Nein, es ist kein Zufall, dass Argentinien im kommenden Oktober als Gastland der Frankfurter Buchmesse auftreten wird. Das lateinamerikanische Land feiert den 200. Jahrestag der Mai-Revolution, die einst den Beginn seiner Unabhängigkeit markiert hat.
Und zugleich hat jetzt, mit mehr als zwei Jahrzehnten Verzögerung, die politische und juristische Aufarbeitung der Militärdiktatur der 70er Jahre begonnen. Die argentinische Botschafterin in Deutschland, Magdalena Faillace, erwähnt allerdings bei der ersten Präsentation des Ehrengast-Auftritts im Herbst, der traditionell bei der Leipziger Buchmesse organisiert wird, die diktatorische Vergangenheit nicht.

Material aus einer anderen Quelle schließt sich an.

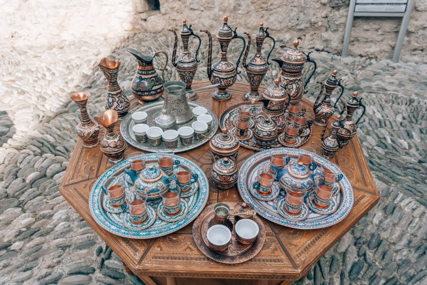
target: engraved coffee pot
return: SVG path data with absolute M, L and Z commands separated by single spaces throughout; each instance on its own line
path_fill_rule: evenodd
M 342 146 L 348 144 L 348 141 L 356 135 L 356 131 L 357 129 L 357 123 L 365 115 L 365 111 L 366 111 L 365 105 L 362 103 L 362 98 L 358 100 L 356 98 L 357 97 L 357 91 L 355 91 L 353 92 L 353 97 L 345 104 L 347 109 L 347 115 L 345 116 L 345 118 L 341 121 L 342 127 L 338 130 L 336 134 L 336 136 L 339 140 L 341 145 Z M 356 123 L 354 123 L 352 119 L 353 114 L 359 107 L 362 107 L 363 109 L 363 112 Z
M 181 56 L 176 59 L 176 47 L 178 45 L 178 37 L 175 31 L 172 29 L 170 31 L 175 35 L 175 41 L 173 43 L 173 50 L 172 51 L 172 64 L 176 68 L 179 77 L 181 80 L 185 82 L 185 98 L 189 100 L 194 100 L 196 98 L 199 94 L 194 91 L 191 91 L 191 83 L 194 77 L 194 74 L 197 70 L 197 63 L 200 62 L 197 60 L 197 54 L 199 53 L 199 49 L 200 48 L 202 41 L 200 37 L 194 34 L 191 29 L 191 25 L 187 26 L 187 21 L 184 19 L 182 20 L 182 30 L 179 34 L 182 40 L 182 45 L 184 48 Z M 191 36 L 196 37 L 199 39 L 199 46 L 196 51 L 196 56 L 193 57 L 188 50 L 188 40 Z
M 218 91 L 212 93 L 212 96 L 217 101 L 226 101 L 231 98 L 231 94 L 227 91 L 227 88 L 233 85 L 236 82 L 237 77 L 237 69 L 240 58 L 245 50 L 246 42 L 243 37 L 237 35 L 236 30 L 231 30 L 227 24 L 228 18 L 227 15 L 224 16 L 224 24 L 218 30 L 218 34 L 216 35 L 219 44 L 221 45 L 221 59 L 219 61 L 212 64 L 212 39 L 211 33 L 205 29 L 201 29 L 200 32 L 204 32 L 208 34 L 209 39 L 209 48 L 208 56 L 208 76 L 213 84 L 219 83 L 218 87 Z M 243 41 L 243 48 L 240 53 L 239 59 L 236 62 L 236 67 L 230 62 L 227 59 L 227 50 L 228 44 L 234 38 L 238 38 Z
M 342 95 L 342 93 L 344 91 L 344 87 L 341 85 L 341 79 L 339 81 L 336 80 L 336 70 L 334 70 L 332 72 L 332 75 L 329 78 L 325 81 L 325 85 L 320 81 L 318 81 L 317 83 L 320 84 L 322 88 L 320 92 L 317 96 L 317 98 L 314 105 L 313 106 L 313 111 L 314 112 L 314 123 L 318 126 L 325 126 L 326 122 L 329 120 L 329 118 L 332 116 L 334 112 L 335 112 L 335 106 L 336 105 L 336 102 L 339 101 L 339 99 Z M 341 93 L 336 98 L 336 101 L 333 106 L 330 104 L 330 95 L 332 91 L 336 88 L 339 86 L 341 88 Z M 325 94 L 325 97 L 322 99 L 322 102 L 319 103 L 320 96 L 323 93 L 324 88 L 326 88 L 326 92 Z
M 292 100 L 300 100 L 304 94 L 304 89 L 310 82 L 310 79 L 316 71 L 317 65 L 310 58 L 310 53 L 306 54 L 297 47 L 299 41 L 295 40 L 293 42 L 294 48 L 282 55 L 280 59 L 272 59 L 272 60 L 279 64 L 280 71 L 280 85 L 286 88 L 291 94 Z M 314 69 L 308 78 L 304 83 L 302 79 L 302 69 L 306 62 L 313 62 Z
M 130 48 L 126 49 L 126 51 L 135 56 L 138 62 L 138 68 L 131 83 L 132 94 L 141 104 L 144 102 L 157 100 L 164 91 L 163 73 L 167 69 L 167 53 L 163 50 L 159 50 L 144 56 L 136 50 Z M 153 64 L 154 57 L 161 53 L 166 56 L 166 64 L 160 70 L 162 71 L 161 78 L 159 77 Z
M 273 51 L 276 44 L 274 39 L 270 36 L 267 30 L 268 28 L 263 28 L 263 24 L 261 22 L 260 24 L 260 30 L 255 35 L 257 40 L 257 51 L 253 57 L 249 60 L 247 62 L 246 61 L 246 57 L 251 46 L 251 35 L 248 33 L 245 33 L 248 36 L 248 44 L 246 46 L 246 50 L 243 56 L 243 66 L 246 68 L 246 72 L 248 75 L 248 79 L 251 85 L 251 91 L 243 95 L 243 98 L 246 101 L 257 100 L 261 98 L 261 95 L 258 91 L 258 88 L 261 84 L 261 82 L 268 71 L 268 66 L 271 64 L 269 63 L 268 59 L 270 55 Z M 261 49 L 263 47 L 264 40 L 266 38 L 269 38 L 273 41 L 273 46 L 267 56 L 267 60 L 263 58 L 261 53 Z

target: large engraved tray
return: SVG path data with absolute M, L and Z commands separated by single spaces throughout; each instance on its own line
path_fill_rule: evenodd
M 261 201 L 254 197 L 249 191 L 249 187 L 256 181 L 257 171 L 269 162 L 270 156 L 273 154 L 287 154 L 296 159 L 300 152 L 307 152 L 299 149 L 282 147 L 267 150 L 253 155 L 245 161 L 240 167 L 237 188 L 242 199 L 247 203 L 254 206 L 257 213 L 261 217 L 276 223 L 290 228 L 302 229 L 321 229 L 330 226 L 342 220 L 348 214 L 354 202 L 354 193 L 353 187 L 347 177 L 339 167 L 328 160 L 316 155 L 314 162 L 319 165 L 323 165 L 325 167 L 336 173 L 342 174 L 344 177 L 339 181 L 341 191 L 334 199 L 339 204 L 337 210 L 329 214 L 321 214 L 309 209 L 308 216 L 300 221 L 292 221 L 281 216 L 278 212 L 276 203 L 283 199 L 286 195 L 281 190 L 277 198 L 271 201 Z M 292 160 L 291 161 L 292 162 Z M 317 167 L 315 172 L 320 171 Z M 311 190 L 314 191 L 314 190 Z
M 165 155 L 167 155 L 165 154 Z M 156 154 L 149 153 L 145 156 L 146 166 L 157 162 Z M 104 195 L 101 187 L 105 180 L 112 176 L 124 175 L 123 169 L 129 166 L 129 162 L 123 160 L 102 173 L 97 180 L 91 191 L 89 197 L 89 206 L 91 214 L 95 221 L 105 230 L 115 235 L 132 238 L 151 238 L 165 235 L 185 226 L 191 222 L 203 210 L 208 202 L 209 194 L 209 182 L 203 171 L 193 162 L 175 156 L 181 162 L 179 167 L 199 175 L 197 182 L 199 190 L 194 194 L 187 198 L 181 198 L 189 206 L 187 215 L 176 222 L 166 222 L 158 217 L 154 223 L 148 228 L 140 231 L 128 229 L 123 223 L 123 213 L 112 214 L 105 211 L 102 208 L 102 199 Z M 150 203 L 149 203 L 150 205 Z M 151 205 L 155 206 L 155 205 Z
M 123 117 L 122 123 L 120 124 L 120 132 L 121 133 L 123 138 L 128 143 L 140 150 L 149 152 L 154 153 L 158 151 L 167 152 L 171 150 L 173 150 L 175 153 L 179 153 L 196 148 L 208 141 L 208 140 L 206 138 L 203 138 L 200 140 L 193 138 L 191 144 L 184 145 L 181 144 L 181 142 L 178 138 L 178 146 L 173 149 L 166 147 L 166 144 L 163 141 L 160 144 L 155 147 L 150 145 L 148 143 L 148 141 L 144 143 L 140 143 L 137 141 L 133 131 L 132 130 L 132 127 L 135 125 L 135 122 L 132 120 L 132 114 L 135 112 L 139 111 L 143 111 L 144 112 L 146 112 L 148 115 L 147 124 L 150 126 L 155 126 L 154 120 L 161 111 L 162 108 L 163 107 L 163 100 L 156 101 L 154 102 L 143 104 L 134 108 L 132 111 L 128 113 Z M 218 129 L 218 120 L 216 115 L 214 112 L 214 111 L 204 105 L 192 101 L 188 101 L 188 102 L 190 109 L 193 109 L 195 107 L 201 106 L 204 107 L 208 109 L 208 114 L 212 116 L 213 119 L 211 126 L 211 129 L 205 135 L 209 138 L 211 138 L 216 132 L 216 130 Z M 191 126 L 191 123 L 193 121 L 194 121 L 194 119 L 193 119 L 185 123 L 177 125 L 177 129 L 184 126 Z
M 250 124 L 249 129 L 253 129 L 255 123 L 259 118 L 259 114 L 261 112 L 262 104 L 261 102 L 255 101 L 241 102 L 231 106 L 221 114 L 219 117 L 220 128 L 222 129 L 223 128 L 226 127 L 228 129 L 228 132 L 231 133 L 232 131 L 234 129 L 236 126 L 234 126 L 234 122 L 239 117 L 239 108 L 241 107 L 246 107 L 247 108 L 246 110 L 251 113 L 251 119 L 250 120 L 251 123 Z M 283 138 L 284 135 L 284 132 L 279 134 L 278 135 L 278 138 L 274 140 L 272 145 L 268 146 L 261 145 L 257 144 L 253 136 L 249 139 L 240 140 L 240 145 L 243 147 L 257 151 L 281 147 L 284 146 L 298 147 L 305 144 L 310 138 L 311 131 L 310 135 L 308 135 L 304 137 L 297 137 L 296 142 L 292 144 L 292 146 L 288 146 L 285 144 Z
M 236 203 L 224 203 L 230 207 L 230 214 L 233 214 Z M 252 244 L 243 244 L 237 240 L 234 228 L 236 222 L 234 217 L 232 216 L 229 218 L 231 223 L 233 224 L 233 231 L 231 232 L 231 240 L 228 245 L 228 249 L 224 251 L 216 252 L 208 247 L 206 245 L 208 230 L 209 227 L 209 222 L 214 218 L 215 214 L 214 213 L 214 206 L 215 205 L 214 204 L 206 207 L 193 224 L 193 238 L 200 251 L 213 260 L 230 264 L 243 262 L 257 255 L 264 245 L 266 230 L 264 223 L 261 219 L 256 216 L 254 217 L 254 220 L 258 224 L 260 231 L 256 240 Z

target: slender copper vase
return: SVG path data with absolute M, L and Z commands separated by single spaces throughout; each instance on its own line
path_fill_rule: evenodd
M 332 72 L 332 75 L 325 80 L 325 85 L 320 81 L 317 82 L 317 83 L 322 86 L 322 88 L 319 95 L 317 96 L 317 98 L 314 102 L 313 111 L 314 112 L 314 123 L 318 126 L 323 126 L 326 124 L 326 122 L 329 120 L 329 118 L 335 112 L 335 106 L 336 105 L 336 102 L 339 101 L 344 91 L 344 88 L 341 85 L 341 80 L 339 81 L 336 80 L 336 70 L 333 71 Z M 330 95 L 332 94 L 332 91 L 337 86 L 339 86 L 341 88 L 341 93 L 336 98 L 335 104 L 333 106 L 330 104 Z M 319 103 L 319 100 L 323 92 L 324 88 L 326 89 L 326 92 L 322 102 Z
M 83 146 L 88 148 L 96 147 L 99 143 L 98 139 L 99 126 L 91 120 L 86 109 L 88 99 L 90 97 L 88 92 L 78 92 L 70 96 L 70 100 L 77 104 L 80 110 L 80 123 L 76 126 L 76 132 L 83 141 Z
M 196 71 L 197 70 L 197 63 L 200 61 L 197 60 L 197 55 L 199 54 L 199 50 L 200 48 L 200 44 L 202 40 L 200 37 L 194 34 L 191 29 L 191 25 L 188 27 L 187 25 L 187 21 L 184 19 L 182 20 L 182 30 L 179 34 L 182 40 L 182 45 L 184 48 L 181 56 L 176 59 L 176 47 L 178 45 L 178 37 L 176 33 L 172 29 L 170 31 L 175 35 L 175 41 L 173 43 L 173 50 L 172 51 L 172 64 L 176 68 L 176 71 L 179 75 L 181 80 L 185 82 L 185 98 L 188 100 L 194 100 L 199 97 L 199 94 L 194 91 L 191 91 L 191 83 L 194 78 Z M 193 57 L 188 50 L 188 40 L 191 36 L 196 37 L 199 39 L 199 47 L 196 51 L 196 57 Z
M 104 112 L 102 118 L 94 117 L 94 119 L 107 129 L 104 139 L 101 144 L 101 151 L 108 157 L 108 160 L 117 163 L 123 159 L 126 148 L 126 143 L 121 135 L 114 131 L 117 122 L 117 113 L 115 110 L 107 110 Z
M 105 109 L 115 110 L 117 111 L 119 119 L 121 120 L 129 111 L 130 103 L 117 82 L 120 62 L 104 57 L 99 62 L 98 67 L 108 81 Z
M 243 57 L 243 66 L 246 68 L 248 79 L 251 85 L 250 92 L 243 95 L 243 98 L 246 101 L 258 100 L 261 98 L 261 95 L 258 91 L 258 88 L 261 85 L 261 82 L 265 76 L 266 73 L 268 71 L 268 66 L 271 64 L 271 63 L 269 63 L 268 59 L 276 45 L 275 41 L 270 36 L 267 31 L 268 28 L 266 28 L 265 29 L 264 29 L 263 25 L 262 22 L 260 24 L 260 30 L 255 35 L 257 40 L 257 51 L 253 57 L 249 59 L 247 62 L 246 62 L 246 59 L 251 46 L 251 35 L 247 33 L 245 33 L 248 36 L 248 44 L 246 45 L 246 50 Z M 261 53 L 261 49 L 262 48 L 263 44 L 266 38 L 269 38 L 273 41 L 273 47 L 267 56 L 266 60 L 263 58 Z
M 348 144 L 348 141 L 356 135 L 357 130 L 357 123 L 365 115 L 366 108 L 362 103 L 362 98 L 358 100 L 356 98 L 357 95 L 357 91 L 353 92 L 353 97 L 345 104 L 347 109 L 347 115 L 345 116 L 345 119 L 341 122 L 342 127 L 338 130 L 337 134 L 338 139 L 339 140 L 342 145 L 345 145 Z M 359 107 L 362 107 L 363 109 L 363 112 L 357 119 L 356 123 L 354 123 L 352 119 L 353 114 Z M 343 109 L 343 112 L 344 111 Z
M 228 87 L 233 85 L 236 82 L 237 77 L 237 69 L 240 63 L 240 58 L 245 50 L 246 45 L 246 41 L 243 37 L 237 35 L 236 30 L 231 30 L 227 24 L 228 17 L 224 16 L 222 20 L 224 24 L 218 30 L 216 35 L 219 44 L 221 45 L 221 59 L 219 62 L 212 64 L 212 39 L 211 33 L 205 29 L 201 29 L 200 32 L 204 32 L 208 34 L 209 39 L 209 48 L 208 56 L 208 76 L 212 84 L 220 83 L 218 86 L 218 91 L 212 93 L 212 96 L 217 101 L 227 101 L 231 98 L 231 94 L 227 91 Z M 239 59 L 236 62 L 236 67 L 227 59 L 227 53 L 230 42 L 234 38 L 238 38 L 243 41 L 243 48 L 240 53 Z

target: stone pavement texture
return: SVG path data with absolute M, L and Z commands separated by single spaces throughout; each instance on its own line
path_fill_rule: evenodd
M 207 78 L 207 39 L 202 36 L 196 80 Z M 135 34 L 121 41 L 108 56 L 122 61 L 122 88 L 129 89 L 136 67 L 126 48 L 143 53 L 163 49 L 170 56 L 172 43 L 170 35 L 158 34 Z M 219 50 L 216 43 L 213 50 Z M 70 58 L 56 58 L 56 50 L 27 51 L 35 57 L 42 55 L 40 65 L 23 68 L 25 57 L 12 53 L 3 54 L 5 60 L 0 61 L 4 68 L 0 68 L 4 91 L 0 97 L 0 284 L 143 284 L 127 275 L 118 256 L 58 191 L 79 121 L 77 106 L 68 96 L 76 91 L 91 92 L 90 113 L 100 113 L 107 82 L 96 66 L 102 57 L 99 50 L 82 49 L 80 56 Z M 276 48 L 272 56 L 284 51 Z M 229 52 L 235 61 L 239 45 L 232 42 Z M 254 53 L 253 47 L 250 53 Z M 355 90 L 363 98 L 367 109 L 358 130 L 364 150 L 360 155 L 366 157 L 381 198 L 296 284 L 427 284 L 427 65 L 325 53 L 311 56 L 318 68 L 306 97 L 314 101 L 319 90 L 315 82 L 323 82 L 336 69 L 346 88 L 343 100 Z M 219 58 L 216 54 L 214 57 Z M 155 60 L 157 67 L 164 62 L 161 56 Z M 177 79 L 169 66 L 166 79 Z M 306 77 L 312 68 L 309 63 L 306 66 Z M 278 70 L 273 64 L 263 84 L 272 84 Z M 246 81 L 244 71 L 238 80 Z

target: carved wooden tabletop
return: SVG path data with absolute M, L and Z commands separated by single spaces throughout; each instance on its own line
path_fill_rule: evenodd
M 207 80 L 196 82 L 193 87 L 197 88 L 210 84 Z M 261 86 L 261 91 L 266 87 Z M 233 94 L 232 98 L 228 101 L 219 102 L 213 100 L 211 94 L 214 88 L 199 92 L 196 101 L 210 106 L 219 117 L 230 106 L 242 102 L 242 95 L 249 89 L 249 84 L 236 82 L 228 89 Z M 312 113 L 313 103 L 303 100 L 307 112 Z M 139 104 L 135 98 L 131 103 L 132 107 Z M 120 124 L 120 122 L 117 124 L 116 131 L 119 131 Z M 304 145 L 311 147 L 318 153 L 321 153 L 320 136 L 322 127 L 313 124 L 312 127 L 313 134 Z M 100 138 L 103 137 L 105 133 L 105 129 L 101 128 Z M 128 146 L 125 157 L 135 150 Z M 241 147 L 239 150 L 238 165 L 240 166 L 254 153 L 253 150 Z M 238 280 L 219 279 L 255 279 L 240 281 L 247 285 L 284 285 L 291 283 L 303 276 L 379 200 L 357 136 L 339 150 L 337 154 L 330 161 L 339 166 L 354 191 L 354 205 L 350 214 L 333 226 L 311 230 L 290 229 L 262 219 L 266 231 L 263 247 L 254 258 L 236 264 L 219 263 L 204 255 L 193 241 L 192 223 L 173 234 L 148 240 L 121 238 L 105 231 L 98 226 L 89 211 L 89 193 L 97 178 L 112 165 L 108 162 L 107 157 L 102 155 L 99 146 L 85 148 L 82 147 L 81 140 L 78 141 L 59 191 L 129 268 L 147 285 L 167 284 L 167 284 L 200 284 L 203 282 L 204 285 L 229 282 L 240 284 Z M 208 143 L 178 155 L 193 161 L 209 177 L 212 162 Z M 208 204 L 224 201 L 242 201 L 236 187 L 228 191 L 218 190 L 211 183 L 210 187 Z M 171 278 L 174 277 L 178 278 Z M 186 280 L 183 277 L 193 278 Z M 202 281 L 200 278 L 213 279 Z M 264 281 L 257 281 L 260 279 Z

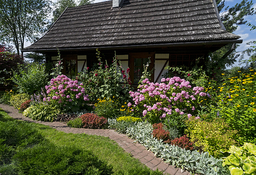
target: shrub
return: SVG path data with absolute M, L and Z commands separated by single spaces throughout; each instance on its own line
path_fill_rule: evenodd
M 104 126 L 107 123 L 107 119 L 99 117 L 96 114 L 87 113 L 80 116 L 84 127 L 86 128 L 99 129 Z
M 57 146 L 42 143 L 19 151 L 13 157 L 21 175 L 108 175 L 112 167 L 92 152 L 75 146 Z
M 224 119 L 232 129 L 238 131 L 235 140 L 241 145 L 256 144 L 256 72 L 252 69 L 249 72 L 224 77 L 217 88 L 219 95 L 215 97 L 218 106 L 211 111 L 214 117 Z
M 154 137 L 156 138 L 158 140 L 161 139 L 166 143 L 169 143 L 171 142 L 169 137 L 170 133 L 163 129 L 164 125 L 162 123 L 154 124 L 153 127 L 154 130 L 152 134 Z
M 76 114 L 58 114 L 54 121 L 66 122 L 77 117 Z
M 39 103 L 31 106 L 23 112 L 23 115 L 34 120 L 53 121 L 60 111 L 56 107 Z
M 143 115 L 151 123 L 159 122 L 161 118 L 174 114 L 188 116 L 194 113 L 200 98 L 206 95 L 202 87 L 194 87 L 190 82 L 178 77 L 162 78 L 161 83 L 150 83 L 148 79 L 139 85 L 137 91 L 129 91 L 133 97 L 134 113 Z M 128 104 L 132 106 L 131 103 Z
M 103 100 L 98 99 L 98 102 L 95 104 L 95 112 L 99 116 L 103 116 L 107 118 L 116 118 L 119 115 L 118 99 L 104 98 Z
M 19 111 L 21 112 L 24 111 L 25 109 L 30 107 L 31 102 L 31 100 L 29 100 L 22 103 L 20 107 Z
M 139 122 L 142 121 L 141 118 L 134 117 L 131 116 L 124 116 L 120 117 L 117 118 L 117 121 L 132 121 L 132 122 Z
M 209 155 L 208 152 L 200 153 L 197 151 L 186 150 L 154 138 L 152 125 L 147 122 L 137 123 L 129 127 L 127 135 L 134 139 L 155 153 L 165 162 L 186 170 L 191 174 L 203 175 L 226 175 L 229 174 L 221 165 L 222 160 Z
M 0 97 L 0 103 L 10 105 L 11 97 L 13 95 L 13 93 L 12 90 L 10 90 L 10 91 L 4 91 Z
M 47 85 L 48 76 L 44 64 L 33 63 L 19 66 L 17 72 L 13 73 L 13 81 L 20 93 L 31 95 Z
M 121 105 L 120 105 L 121 106 Z M 127 106 L 127 102 L 125 102 L 125 104 L 121 106 L 120 111 L 119 113 L 119 116 L 129 116 L 133 117 L 134 114 L 132 111 L 134 111 L 134 109 L 132 107 Z
M 222 165 L 228 166 L 231 175 L 256 174 L 256 146 L 245 143 L 242 146 L 231 146 L 230 155 L 223 159 Z
M 108 127 L 110 129 L 115 129 L 117 132 L 122 133 L 126 134 L 126 130 L 127 128 L 132 127 L 136 125 L 137 122 L 139 121 L 138 118 L 137 117 L 132 117 L 132 118 L 138 118 L 133 119 L 133 121 L 137 120 L 138 121 L 133 121 L 132 119 L 125 119 L 126 117 L 120 117 L 118 118 L 119 118 L 119 121 L 117 121 L 116 119 L 108 118 Z M 124 119 L 124 120 L 123 120 Z
M 66 124 L 68 126 L 76 128 L 81 128 L 84 126 L 84 124 L 82 122 L 82 119 L 79 117 L 68 121 Z
M 208 122 L 193 117 L 187 120 L 187 125 L 186 131 L 191 141 L 215 157 L 221 157 L 221 151 L 225 151 L 236 143 L 233 138 L 237 131 L 232 130 L 223 119 Z
M 22 103 L 30 100 L 30 96 L 27 93 L 20 93 L 12 95 L 10 99 L 10 105 L 19 110 Z
M 127 101 L 128 92 L 131 89 L 128 77 L 129 69 L 127 70 L 126 74 L 115 56 L 112 63 L 109 66 L 106 61 L 105 63 L 101 61 L 98 50 L 96 54 L 98 63 L 95 65 L 94 69 L 88 67 L 78 74 L 79 79 L 85 85 L 86 93 L 89 94 L 93 101 L 113 96 L 120 98 L 122 102 Z
M 186 135 L 180 137 L 179 138 L 176 138 L 171 141 L 171 145 L 175 145 L 182 148 L 187 150 L 194 150 L 193 146 L 193 143 L 190 141 Z
M 51 80 L 51 84 L 45 86 L 48 97 L 44 101 L 50 102 L 60 110 L 66 111 L 78 111 L 89 100 L 85 94 L 83 85 L 78 85 L 77 80 L 73 81 L 65 75 L 59 75 Z
M 187 119 L 186 115 L 173 113 L 162 118 L 162 123 L 164 125 L 165 129 L 169 131 L 170 136 L 177 138 L 184 134 L 186 128 L 185 121 Z

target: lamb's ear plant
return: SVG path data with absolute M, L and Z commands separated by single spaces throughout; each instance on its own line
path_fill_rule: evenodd
M 245 143 L 242 146 L 233 146 L 230 155 L 223 159 L 222 165 L 228 166 L 231 175 L 256 175 L 256 146 Z

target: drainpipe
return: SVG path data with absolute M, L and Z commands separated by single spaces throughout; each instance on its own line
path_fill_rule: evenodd
M 225 54 L 223 56 L 223 57 L 222 57 L 221 59 L 224 59 L 224 58 L 225 58 L 226 57 L 227 57 L 228 56 L 228 55 L 230 54 L 230 53 L 232 52 L 233 52 L 233 51 L 234 50 L 235 50 L 235 44 L 236 43 L 232 44 L 232 47 L 231 47 L 231 49 L 229 49 L 229 50 L 228 51 L 227 51 L 227 52 L 226 53 L 225 53 Z

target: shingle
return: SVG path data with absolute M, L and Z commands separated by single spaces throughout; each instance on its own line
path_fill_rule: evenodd
M 225 39 L 212 0 L 125 0 L 67 8 L 51 29 L 24 50 Z

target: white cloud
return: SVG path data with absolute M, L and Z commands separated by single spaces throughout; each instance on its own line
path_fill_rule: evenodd
M 94 3 L 97 3 L 97 2 L 104 2 L 105 1 L 107 1 L 107 0 L 95 0 L 95 1 L 94 1 Z
M 237 33 L 237 35 L 241 36 L 239 39 L 245 39 L 249 36 L 249 33 Z

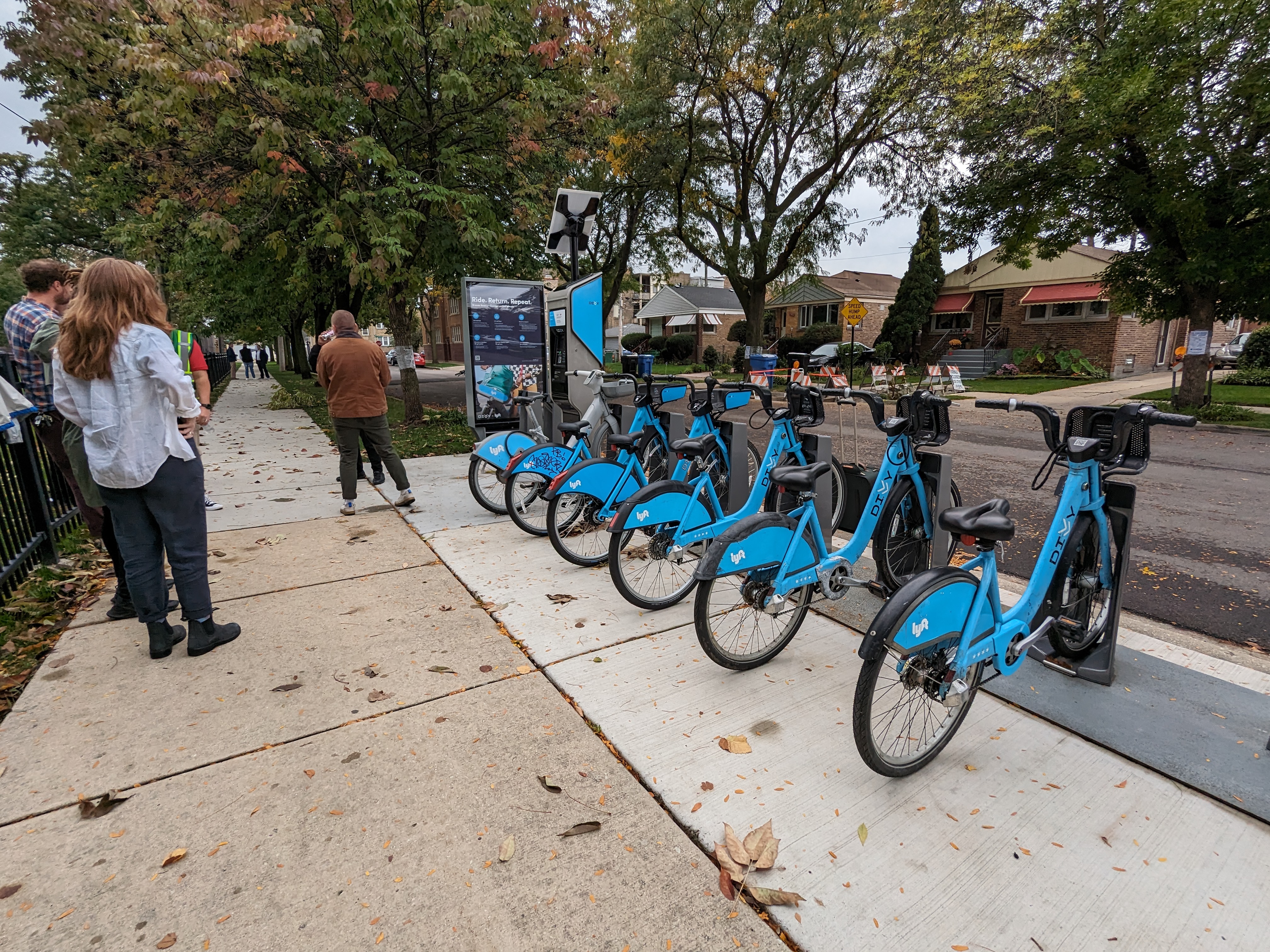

Sie spricht lieber davon, dass die argentinische Kultur sich heute "in den Dienst der sozialen Eingliederung stellen muss", um so "die Kluft zwischen der ärmeren Minderheit und der wirtschaftlich und sozial stärkeren Mehrheit" des Landes zu schließen.
Das Organisationskomitee hat ein Übersetzungsprogramm ins Leben gerufen, mit dessen Hilfe 147 Werke argentinischer Schriftsteller übertragen werden, allein in deutscher Sprache erscheinen bis zum Herbst etwa 100 Übersetzungen. Juergen Boos, der Direktor der Frankfurter Buchmesse, spricht von lateinamerikanischer Literatur als einem "Gütesiegel" - die deutschen Leser erwarteten magischen Realismus und epische Breite, ausgebreitet vor einem zeitgeschichtlichen Hintergrund. Aber gerade die jungen argentinischen Autoren gingen heute auch andere Wege. Boos ruft die deutschen Leser zu einer neuen literarischen Entdeckungsreise durch Argentinien auf und erinnert an die Worte von Hans Magnus Enzensberger aus dem Jahre 1976: "Bitte seien Sie nachsichtig mit den Deutschen. Sie sind die letzten Entdecker Amerikas".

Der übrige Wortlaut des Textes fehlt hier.